Parallel and/or LAzY Analyzer for PDF 🏖️
About
There are already too many PDF libraries, unfortunately none of which does everything that everybody wants it to do, and we probably don't need another one. It is not recommended that you use this library for anything at all, but if you were going to use it for something, it might be one of these things, which you may currently be doing with pdfminer.six, for instance:
- Accessing the document catalog, page tree, structure tree, outline, content streams, cross-reference table, XObjects, fonts, images, annotations, and other low-level PDF metadata.
- Obtaining the absolute position and attributes of every character, line, path, and image in every page of a PDF.
Note that while PLAYA Ain't a LAYout Analyzer, it does in fact implement the layout analysis algorithm from pdfminer.six anyways. See the documentation for more information on how to migrate your code. You may be interested to know that PLAYA's implementation is also 15-50% faster, depending on how many CPUs you use.
All that said, the primary purpose of PLAYA is to provide a parallel, parallelizable, pure-Python and Pythonic (for its author's definition of the term), lazy interface to the internals of PDF files.

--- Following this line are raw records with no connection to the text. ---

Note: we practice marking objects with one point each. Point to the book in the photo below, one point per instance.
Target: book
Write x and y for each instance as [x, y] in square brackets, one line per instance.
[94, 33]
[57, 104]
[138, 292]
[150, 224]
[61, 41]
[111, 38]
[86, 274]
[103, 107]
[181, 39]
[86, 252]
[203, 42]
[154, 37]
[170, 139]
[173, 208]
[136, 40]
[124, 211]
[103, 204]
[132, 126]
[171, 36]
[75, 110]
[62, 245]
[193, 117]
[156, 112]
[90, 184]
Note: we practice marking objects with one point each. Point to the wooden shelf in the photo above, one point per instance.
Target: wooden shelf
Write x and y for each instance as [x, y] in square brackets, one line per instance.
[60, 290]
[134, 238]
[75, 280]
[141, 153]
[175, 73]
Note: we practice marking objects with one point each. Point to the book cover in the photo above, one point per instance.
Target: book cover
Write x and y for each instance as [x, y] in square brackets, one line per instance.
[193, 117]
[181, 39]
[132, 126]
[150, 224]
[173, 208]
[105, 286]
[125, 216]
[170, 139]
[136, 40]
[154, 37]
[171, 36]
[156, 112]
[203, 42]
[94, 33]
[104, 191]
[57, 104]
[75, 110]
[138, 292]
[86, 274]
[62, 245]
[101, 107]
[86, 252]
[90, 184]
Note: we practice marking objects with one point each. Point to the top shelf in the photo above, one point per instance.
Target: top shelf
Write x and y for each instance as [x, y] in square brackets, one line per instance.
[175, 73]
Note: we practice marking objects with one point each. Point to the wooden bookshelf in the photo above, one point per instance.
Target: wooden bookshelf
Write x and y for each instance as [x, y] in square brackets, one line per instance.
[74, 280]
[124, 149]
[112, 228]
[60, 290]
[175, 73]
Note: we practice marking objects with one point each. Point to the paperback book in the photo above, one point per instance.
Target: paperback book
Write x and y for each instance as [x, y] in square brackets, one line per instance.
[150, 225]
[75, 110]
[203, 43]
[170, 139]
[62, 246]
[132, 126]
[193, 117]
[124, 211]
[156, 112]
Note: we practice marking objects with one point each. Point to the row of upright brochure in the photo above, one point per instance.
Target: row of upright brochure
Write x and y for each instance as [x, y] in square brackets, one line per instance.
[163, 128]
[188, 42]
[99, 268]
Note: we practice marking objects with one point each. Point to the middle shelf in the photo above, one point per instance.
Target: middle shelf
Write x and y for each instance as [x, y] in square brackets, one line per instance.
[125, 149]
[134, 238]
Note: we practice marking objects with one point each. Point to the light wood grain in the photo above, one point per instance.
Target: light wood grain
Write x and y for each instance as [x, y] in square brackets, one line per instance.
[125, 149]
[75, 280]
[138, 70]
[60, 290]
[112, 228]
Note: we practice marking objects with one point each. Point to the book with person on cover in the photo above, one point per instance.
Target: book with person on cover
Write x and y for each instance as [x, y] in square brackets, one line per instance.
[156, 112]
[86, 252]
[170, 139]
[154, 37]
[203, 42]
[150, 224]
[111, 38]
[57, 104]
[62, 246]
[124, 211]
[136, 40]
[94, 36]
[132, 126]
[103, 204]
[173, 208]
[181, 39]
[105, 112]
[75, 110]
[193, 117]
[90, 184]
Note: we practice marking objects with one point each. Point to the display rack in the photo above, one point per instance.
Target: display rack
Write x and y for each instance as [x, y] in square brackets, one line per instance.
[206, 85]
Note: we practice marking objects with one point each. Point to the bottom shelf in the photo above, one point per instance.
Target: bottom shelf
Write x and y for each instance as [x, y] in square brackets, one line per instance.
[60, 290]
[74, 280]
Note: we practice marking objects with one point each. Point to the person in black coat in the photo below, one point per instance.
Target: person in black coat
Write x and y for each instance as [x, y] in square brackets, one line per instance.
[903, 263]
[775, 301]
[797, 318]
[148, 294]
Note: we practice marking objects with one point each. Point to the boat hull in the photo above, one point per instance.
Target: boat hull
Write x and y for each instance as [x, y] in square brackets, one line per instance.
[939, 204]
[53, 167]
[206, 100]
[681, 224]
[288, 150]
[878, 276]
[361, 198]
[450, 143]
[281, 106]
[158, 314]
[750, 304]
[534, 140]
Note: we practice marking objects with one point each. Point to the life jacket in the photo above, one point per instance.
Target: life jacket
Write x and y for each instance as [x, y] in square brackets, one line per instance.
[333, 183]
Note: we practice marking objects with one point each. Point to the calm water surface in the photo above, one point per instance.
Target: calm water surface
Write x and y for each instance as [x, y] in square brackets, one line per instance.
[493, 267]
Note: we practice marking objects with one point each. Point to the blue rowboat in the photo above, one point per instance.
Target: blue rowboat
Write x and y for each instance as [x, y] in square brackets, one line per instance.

But, it does more than that! It also includes a command-line interface which can dump out various types of PDF data and metadata quickly. For instance, you might want to dump out all the PDF operators in all the content streams on all the pages:
playa --content-streams my-awesome-document.pdf
Or you could look at the document outline or logical structure tree:
playa --outline some-interesting-stuff.pdf
playa --structure tagged-pdf-wow.pdf
And, yes, it does extract text, or also text objects (with associated metadata):
playa --text fascinating-research-paper.pdf
playa --text-objects colorful-presentation.pdf
Or images, in JPEG and PNM (or sometimes TIFF) format (may not work for all images):
playa --images imagedir splashy-resume.pdf
Or fonts, in various esoteric formats (may not work for all fonts):
playa --fonts fontdir typographic-horror.pdf
If you just want to extract text from a PDF, there are better and/or faster tools and libraries out there, notably pypdfium2 and pypdf, among others. See these benchmarks for a comparison. Nonetheless, you will notice in this comparison that:
- PLAYA (using 2 CPUs) is the fastest pure-Python PDF reader by far
- PLAYA has no dependencies and no C++
- PLAYA is MIT licensed
PLAYA is also very good at reading logical structure trees. On my
town's 486-page zoning bylaw, extracting the entire tree with its text
contents as JSON using playa --structure takes only 23 seconds,
whereas pdfplumber --structure-text takes 69 seconds and pdfinfo
-struct-text (which doesn't output JSON) takes 110 seconds.
I cannot stress this enough, text extraction is not the primary use case for PLAYA, because extracting text from PDFs is not fun, and I like fun. Do you like fun? Then read on.
Installation
Installing it should be really simple as long as you have Python 3.8 or newer:
pipx install playa-pdf
Yes it's not just "playa". Sorry about that. If you wish to read
certain encrypted PDFs then you will need the crypto add-on:
pipx install playa-pdf[crypto]
Usage
Do you want to get stuff out of a PDF? You have come to the right place! Let's open up a PDF and see what's in it:
pdf = playa.open("my_awesome_document.pdf")
raw_byte_stream = pdf.buffer
a_bunch_of_tokens = list(pdf.tokens)
a_bunch_of_indirect_object_ids = list(pdf.keys())
a_bunch_of_indirect_objects = list(pdf.values())
a_bunch_of_pages = list(pdf.pages)
Yes, a Document is fundamentally a
Mapping of object IDs to objects, which
are represented to the extent possible by native Python objects.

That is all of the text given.